Sunday, September 24, 2006

Historical baggage, Part 3

Malaysian PM Abdullah Ahmad Badawi has jumped into the fray to criticise Singapore Minister Mentor Lee Kuan Yew's racial remarks.

As former Foreign Affairs Minister, Badawi has learnt the skills to be more diplomatic, saying that he will demand a written explanation from Kuan Yew on the matter.

He is different from former premier Dr Mahathir Mohamad who didn't pull his punches in his rebuttal, which was not mentioned in the New Straits Times or The Star reports.

But will Badawi declassify letter should he get one from Kuan Yew on the highly emotional issue? We have to wait and see.

Explain yourself, PM tells Kuan Yew
By Deborah Loh

24 September, 2006

PUTRAJAYA: Malaysia wants an explanation. The Prime Minister will write to Singapore's Minister Mentor Lee Kuan Yew seeking an explanation for his remarks that Malaysian Chinese had been 'marginalised' and were 'compliant'.

The comments could cause racial tension, Abdullah Ahmad Badawi said yesterday, adding that a stable Malaysia was crucial to Singapore's well being.

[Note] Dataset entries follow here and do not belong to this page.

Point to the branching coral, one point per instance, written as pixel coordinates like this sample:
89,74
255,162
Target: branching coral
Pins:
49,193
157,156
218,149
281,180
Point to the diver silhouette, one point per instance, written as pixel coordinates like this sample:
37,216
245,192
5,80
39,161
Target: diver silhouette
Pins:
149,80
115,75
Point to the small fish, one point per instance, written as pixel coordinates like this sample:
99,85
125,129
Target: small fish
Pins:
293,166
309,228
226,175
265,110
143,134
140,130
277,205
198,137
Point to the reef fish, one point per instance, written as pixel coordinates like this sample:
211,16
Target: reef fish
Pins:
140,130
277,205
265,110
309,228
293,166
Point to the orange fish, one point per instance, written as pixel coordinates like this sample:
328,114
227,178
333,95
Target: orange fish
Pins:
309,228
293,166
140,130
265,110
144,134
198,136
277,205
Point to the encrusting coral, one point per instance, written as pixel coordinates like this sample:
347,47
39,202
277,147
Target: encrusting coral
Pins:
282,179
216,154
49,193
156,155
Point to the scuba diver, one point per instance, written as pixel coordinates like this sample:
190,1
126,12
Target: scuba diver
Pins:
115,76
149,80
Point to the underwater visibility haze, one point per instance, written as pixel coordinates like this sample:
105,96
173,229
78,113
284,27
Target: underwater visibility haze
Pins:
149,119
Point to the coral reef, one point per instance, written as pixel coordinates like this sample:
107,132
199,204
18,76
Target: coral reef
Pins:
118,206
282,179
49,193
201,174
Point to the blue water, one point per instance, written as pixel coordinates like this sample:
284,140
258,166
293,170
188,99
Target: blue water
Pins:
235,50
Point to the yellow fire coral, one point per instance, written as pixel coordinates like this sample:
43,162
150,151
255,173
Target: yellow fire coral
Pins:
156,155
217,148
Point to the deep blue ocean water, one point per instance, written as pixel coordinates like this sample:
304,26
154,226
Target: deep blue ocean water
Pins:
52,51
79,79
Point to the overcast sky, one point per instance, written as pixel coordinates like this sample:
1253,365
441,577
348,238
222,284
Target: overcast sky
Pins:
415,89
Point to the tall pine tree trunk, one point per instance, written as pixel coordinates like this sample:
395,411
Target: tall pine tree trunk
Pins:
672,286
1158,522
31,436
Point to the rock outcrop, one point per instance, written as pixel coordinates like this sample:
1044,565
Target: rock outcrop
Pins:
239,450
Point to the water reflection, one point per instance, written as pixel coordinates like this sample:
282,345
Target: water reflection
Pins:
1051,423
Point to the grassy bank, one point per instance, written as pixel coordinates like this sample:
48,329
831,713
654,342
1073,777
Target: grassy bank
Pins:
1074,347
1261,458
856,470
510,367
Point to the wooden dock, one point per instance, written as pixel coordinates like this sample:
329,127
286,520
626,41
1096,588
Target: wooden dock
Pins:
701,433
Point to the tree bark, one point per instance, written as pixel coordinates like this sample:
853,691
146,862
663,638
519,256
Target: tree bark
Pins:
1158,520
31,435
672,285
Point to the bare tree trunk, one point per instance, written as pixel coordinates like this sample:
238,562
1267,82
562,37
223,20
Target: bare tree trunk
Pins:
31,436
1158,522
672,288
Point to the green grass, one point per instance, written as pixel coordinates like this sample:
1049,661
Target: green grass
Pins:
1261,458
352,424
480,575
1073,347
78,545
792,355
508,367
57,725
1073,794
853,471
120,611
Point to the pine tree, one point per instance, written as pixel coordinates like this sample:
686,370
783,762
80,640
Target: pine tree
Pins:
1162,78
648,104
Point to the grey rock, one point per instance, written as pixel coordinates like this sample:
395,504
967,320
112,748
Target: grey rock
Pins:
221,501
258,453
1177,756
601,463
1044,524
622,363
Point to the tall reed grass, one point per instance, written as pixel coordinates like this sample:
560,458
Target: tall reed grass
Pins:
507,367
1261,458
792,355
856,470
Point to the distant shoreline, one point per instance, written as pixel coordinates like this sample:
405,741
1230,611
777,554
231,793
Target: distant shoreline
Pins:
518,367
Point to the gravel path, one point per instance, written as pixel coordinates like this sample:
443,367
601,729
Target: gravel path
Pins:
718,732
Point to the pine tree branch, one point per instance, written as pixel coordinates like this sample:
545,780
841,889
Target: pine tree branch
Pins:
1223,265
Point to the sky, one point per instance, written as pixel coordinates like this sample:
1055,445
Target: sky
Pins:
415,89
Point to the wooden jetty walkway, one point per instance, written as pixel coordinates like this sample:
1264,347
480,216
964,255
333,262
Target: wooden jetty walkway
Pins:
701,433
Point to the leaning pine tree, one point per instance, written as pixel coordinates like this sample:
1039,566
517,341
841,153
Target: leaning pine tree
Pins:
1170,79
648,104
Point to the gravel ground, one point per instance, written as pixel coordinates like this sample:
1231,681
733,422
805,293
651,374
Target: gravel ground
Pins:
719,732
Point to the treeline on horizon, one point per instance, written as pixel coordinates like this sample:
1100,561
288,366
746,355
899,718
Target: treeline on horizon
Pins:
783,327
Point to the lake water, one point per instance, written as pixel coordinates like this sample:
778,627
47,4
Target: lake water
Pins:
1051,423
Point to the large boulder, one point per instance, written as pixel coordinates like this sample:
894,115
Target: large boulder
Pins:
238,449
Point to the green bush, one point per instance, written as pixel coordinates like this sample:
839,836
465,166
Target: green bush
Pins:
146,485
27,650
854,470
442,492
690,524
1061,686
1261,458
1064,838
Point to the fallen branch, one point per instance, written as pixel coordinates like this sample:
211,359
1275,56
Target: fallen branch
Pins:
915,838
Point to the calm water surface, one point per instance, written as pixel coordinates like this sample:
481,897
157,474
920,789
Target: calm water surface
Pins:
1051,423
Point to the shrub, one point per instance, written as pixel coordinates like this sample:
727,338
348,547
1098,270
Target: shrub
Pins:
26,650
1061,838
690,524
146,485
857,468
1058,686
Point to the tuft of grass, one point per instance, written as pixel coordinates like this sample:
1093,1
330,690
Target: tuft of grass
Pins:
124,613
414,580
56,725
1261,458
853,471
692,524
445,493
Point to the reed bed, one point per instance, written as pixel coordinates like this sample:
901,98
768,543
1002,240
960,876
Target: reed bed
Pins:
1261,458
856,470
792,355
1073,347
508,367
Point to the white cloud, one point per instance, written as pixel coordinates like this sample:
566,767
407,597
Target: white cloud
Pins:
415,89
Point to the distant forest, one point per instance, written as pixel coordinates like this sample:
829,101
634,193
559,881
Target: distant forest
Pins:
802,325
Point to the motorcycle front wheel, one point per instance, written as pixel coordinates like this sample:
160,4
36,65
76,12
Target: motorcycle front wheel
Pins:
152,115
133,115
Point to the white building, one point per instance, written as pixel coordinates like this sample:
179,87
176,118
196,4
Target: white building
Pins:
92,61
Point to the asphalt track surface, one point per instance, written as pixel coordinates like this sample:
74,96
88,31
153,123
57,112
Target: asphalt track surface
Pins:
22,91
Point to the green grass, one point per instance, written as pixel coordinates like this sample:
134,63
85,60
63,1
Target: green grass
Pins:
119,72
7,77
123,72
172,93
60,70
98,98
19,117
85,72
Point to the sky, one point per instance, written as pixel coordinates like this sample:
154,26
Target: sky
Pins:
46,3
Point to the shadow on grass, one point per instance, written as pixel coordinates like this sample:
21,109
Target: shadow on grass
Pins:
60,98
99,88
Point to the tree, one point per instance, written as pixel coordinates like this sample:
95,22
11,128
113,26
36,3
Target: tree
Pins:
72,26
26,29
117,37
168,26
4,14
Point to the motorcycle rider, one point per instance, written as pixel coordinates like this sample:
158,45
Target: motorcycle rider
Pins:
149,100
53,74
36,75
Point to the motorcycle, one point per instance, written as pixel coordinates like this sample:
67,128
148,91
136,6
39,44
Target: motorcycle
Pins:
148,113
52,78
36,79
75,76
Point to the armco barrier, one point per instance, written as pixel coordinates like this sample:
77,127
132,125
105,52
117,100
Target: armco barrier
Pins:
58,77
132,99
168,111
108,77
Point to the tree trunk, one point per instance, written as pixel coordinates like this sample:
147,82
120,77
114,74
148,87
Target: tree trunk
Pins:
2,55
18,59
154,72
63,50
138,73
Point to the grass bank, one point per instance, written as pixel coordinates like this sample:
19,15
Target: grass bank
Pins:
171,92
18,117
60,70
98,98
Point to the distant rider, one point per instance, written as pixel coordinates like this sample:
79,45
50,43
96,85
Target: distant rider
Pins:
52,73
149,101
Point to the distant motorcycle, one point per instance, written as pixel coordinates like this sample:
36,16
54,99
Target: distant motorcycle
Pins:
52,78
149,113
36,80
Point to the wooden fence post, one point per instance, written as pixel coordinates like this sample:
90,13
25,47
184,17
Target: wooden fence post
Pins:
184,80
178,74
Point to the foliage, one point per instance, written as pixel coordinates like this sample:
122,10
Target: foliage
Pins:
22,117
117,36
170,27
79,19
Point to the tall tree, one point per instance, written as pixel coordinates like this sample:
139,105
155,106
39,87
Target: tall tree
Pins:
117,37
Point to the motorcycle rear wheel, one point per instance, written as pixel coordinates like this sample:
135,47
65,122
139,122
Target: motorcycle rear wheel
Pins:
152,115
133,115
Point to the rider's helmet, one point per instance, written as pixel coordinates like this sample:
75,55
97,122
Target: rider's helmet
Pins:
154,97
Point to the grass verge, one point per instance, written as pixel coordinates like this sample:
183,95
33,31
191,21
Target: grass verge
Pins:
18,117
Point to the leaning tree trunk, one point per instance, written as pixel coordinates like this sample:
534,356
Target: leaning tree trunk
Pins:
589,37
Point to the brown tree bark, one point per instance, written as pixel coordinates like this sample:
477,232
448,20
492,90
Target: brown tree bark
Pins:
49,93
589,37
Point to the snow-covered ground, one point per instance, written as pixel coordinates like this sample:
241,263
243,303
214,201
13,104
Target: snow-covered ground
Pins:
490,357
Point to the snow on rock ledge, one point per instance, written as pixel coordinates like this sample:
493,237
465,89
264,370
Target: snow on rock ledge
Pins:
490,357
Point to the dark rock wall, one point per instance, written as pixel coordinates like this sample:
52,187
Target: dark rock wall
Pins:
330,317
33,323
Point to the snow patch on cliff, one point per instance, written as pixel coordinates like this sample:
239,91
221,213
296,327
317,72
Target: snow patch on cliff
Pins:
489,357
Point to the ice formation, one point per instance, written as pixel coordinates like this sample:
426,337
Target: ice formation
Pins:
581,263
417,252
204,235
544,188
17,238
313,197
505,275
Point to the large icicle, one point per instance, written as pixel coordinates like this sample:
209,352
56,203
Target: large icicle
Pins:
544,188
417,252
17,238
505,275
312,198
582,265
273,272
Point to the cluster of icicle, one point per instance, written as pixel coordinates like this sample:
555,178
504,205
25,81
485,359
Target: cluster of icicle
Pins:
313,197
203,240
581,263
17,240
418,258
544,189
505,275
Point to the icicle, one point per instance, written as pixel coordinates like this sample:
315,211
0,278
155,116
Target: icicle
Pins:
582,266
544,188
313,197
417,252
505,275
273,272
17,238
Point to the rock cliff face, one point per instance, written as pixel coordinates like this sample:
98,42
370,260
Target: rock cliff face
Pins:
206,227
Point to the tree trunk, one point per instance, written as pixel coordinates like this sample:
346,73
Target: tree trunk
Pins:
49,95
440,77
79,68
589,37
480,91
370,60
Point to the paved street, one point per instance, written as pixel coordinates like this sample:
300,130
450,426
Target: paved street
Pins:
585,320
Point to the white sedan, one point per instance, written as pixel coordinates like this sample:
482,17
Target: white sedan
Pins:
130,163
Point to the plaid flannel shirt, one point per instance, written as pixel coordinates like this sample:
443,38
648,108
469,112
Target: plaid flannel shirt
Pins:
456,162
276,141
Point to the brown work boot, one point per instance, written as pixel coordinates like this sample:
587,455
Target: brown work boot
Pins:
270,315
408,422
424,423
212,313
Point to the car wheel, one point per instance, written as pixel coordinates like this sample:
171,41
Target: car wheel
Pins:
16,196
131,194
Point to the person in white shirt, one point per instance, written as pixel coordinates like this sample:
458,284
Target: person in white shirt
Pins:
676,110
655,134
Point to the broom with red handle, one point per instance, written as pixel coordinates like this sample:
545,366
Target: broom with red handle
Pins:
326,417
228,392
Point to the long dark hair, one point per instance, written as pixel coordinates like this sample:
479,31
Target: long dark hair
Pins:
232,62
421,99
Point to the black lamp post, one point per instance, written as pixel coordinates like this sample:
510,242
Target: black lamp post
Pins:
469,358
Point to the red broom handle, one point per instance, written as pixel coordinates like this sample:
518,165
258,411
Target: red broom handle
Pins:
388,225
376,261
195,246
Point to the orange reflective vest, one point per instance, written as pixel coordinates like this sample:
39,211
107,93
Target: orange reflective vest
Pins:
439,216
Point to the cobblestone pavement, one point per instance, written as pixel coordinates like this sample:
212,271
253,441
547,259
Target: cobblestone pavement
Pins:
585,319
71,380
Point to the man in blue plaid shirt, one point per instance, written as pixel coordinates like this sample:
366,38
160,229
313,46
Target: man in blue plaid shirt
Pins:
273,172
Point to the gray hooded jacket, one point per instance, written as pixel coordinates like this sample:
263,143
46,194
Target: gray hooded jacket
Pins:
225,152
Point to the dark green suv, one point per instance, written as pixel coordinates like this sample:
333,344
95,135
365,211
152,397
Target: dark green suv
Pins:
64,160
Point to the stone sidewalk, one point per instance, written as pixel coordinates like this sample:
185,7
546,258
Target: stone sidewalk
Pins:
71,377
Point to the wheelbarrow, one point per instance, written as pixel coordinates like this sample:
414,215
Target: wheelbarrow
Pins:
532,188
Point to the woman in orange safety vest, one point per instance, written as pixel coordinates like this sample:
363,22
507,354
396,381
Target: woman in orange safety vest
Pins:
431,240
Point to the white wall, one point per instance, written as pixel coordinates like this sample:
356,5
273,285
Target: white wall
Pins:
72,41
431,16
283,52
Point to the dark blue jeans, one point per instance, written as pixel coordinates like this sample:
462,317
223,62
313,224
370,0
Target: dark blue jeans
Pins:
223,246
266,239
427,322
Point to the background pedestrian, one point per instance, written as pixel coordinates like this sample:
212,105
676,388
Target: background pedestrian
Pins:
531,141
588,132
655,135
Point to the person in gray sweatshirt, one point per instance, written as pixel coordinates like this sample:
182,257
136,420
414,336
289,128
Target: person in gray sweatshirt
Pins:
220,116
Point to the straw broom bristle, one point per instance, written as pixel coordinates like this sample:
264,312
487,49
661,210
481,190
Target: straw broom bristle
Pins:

"I will write a letter to him. I want him to explain his statement,'' Abdullah told reporters at the Kuala Lumpur International Airport yesterday upon arrival from London, after a two-week working trip abroad (Pix from the The Star).

He was asked if he would demand an apology from Lee, whose statement has been criticised by DPM Najib Razak and Chinese politicians, including Gerakan president Dr Lim Keng Yaik.

"Najib said it was a naughty statement and I agree. But it is also a statement which can incite Malaysian citizens of Chinese descent. It is not fair at all, for a neighbouring country to say that.

"Lee should understand that our relationship with Singapore is one that has to be nurtured well. He should appreciate the stability we have on our side, because if we are not stable, Singapore will have problems," Abdullah said.

Lee made his remarks at a forum last week.

Abdullah said Lee's statement was "not welcomed" and the republic's founding father had appeared to show no qualms about making such a highly-charged remark.

"Singapore too has problems in terms of race relations. Not everything there is 100 per cent perfect," Abdullah added.